I may be wrong about these points, and if so, I would welcome to be corrected here. If you disagree, please give more information or a link.
@marlam: Thanks for your reply! Sorry for "N", I have edited.
I have not seen the @jas4711 PR here for mpop: https://github.com/marlam/mpop-mirror/pulls?q=is%3Apr It was directly in the main original source ^^
mimap would be an IMAP client, like mpop is a POP3 client ;) It will be really nice...

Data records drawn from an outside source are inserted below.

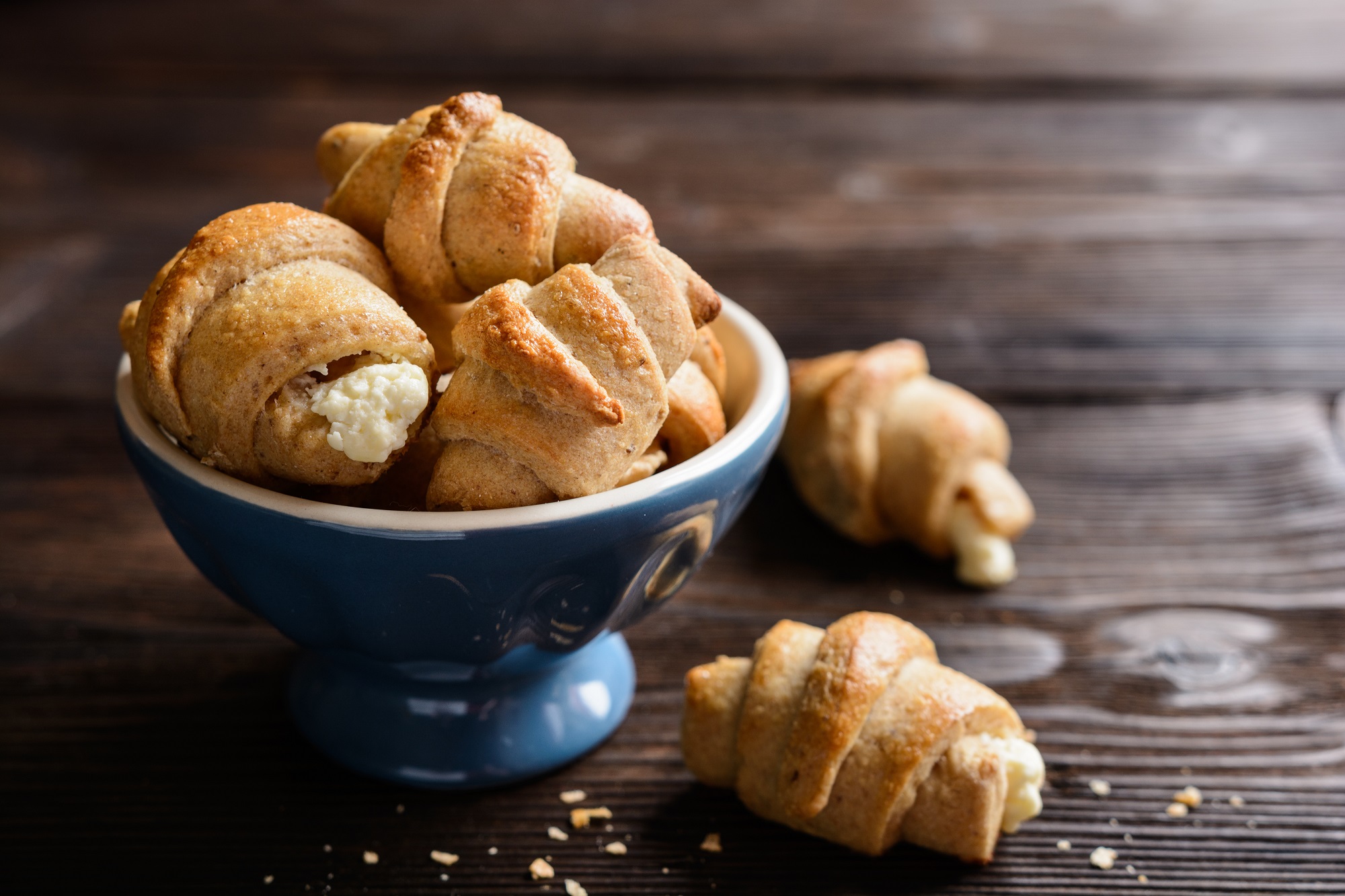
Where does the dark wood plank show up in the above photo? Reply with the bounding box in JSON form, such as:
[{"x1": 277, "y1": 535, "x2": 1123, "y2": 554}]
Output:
[
  {"x1": 0, "y1": 394, "x2": 1345, "y2": 893},
  {"x1": 0, "y1": 87, "x2": 1345, "y2": 397},
  {"x1": 7, "y1": 0, "x2": 1345, "y2": 89}
]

With SCRAM, the password on the server is not in PLAIN, better security, confidentiality.
mimap would be an IMAP client, like mpop is a POP3 client ;) It will be really nice...
Ah, ok. I'd like to do that, see here for a first thought: https://github.com/marlam/mpop-mirror/issues/4
With SCRAM, the password on the server is not in PLAIN, better security, confidentiality.
Sorry, not sufficient:
- With PLAIN, the password also does not need to be in clear text on the server, a hash is sufficient.
- The claim "better security, confidentiality" needs to be substantiated. As in "citation needed" (and not just a link to an RFC defining the method!).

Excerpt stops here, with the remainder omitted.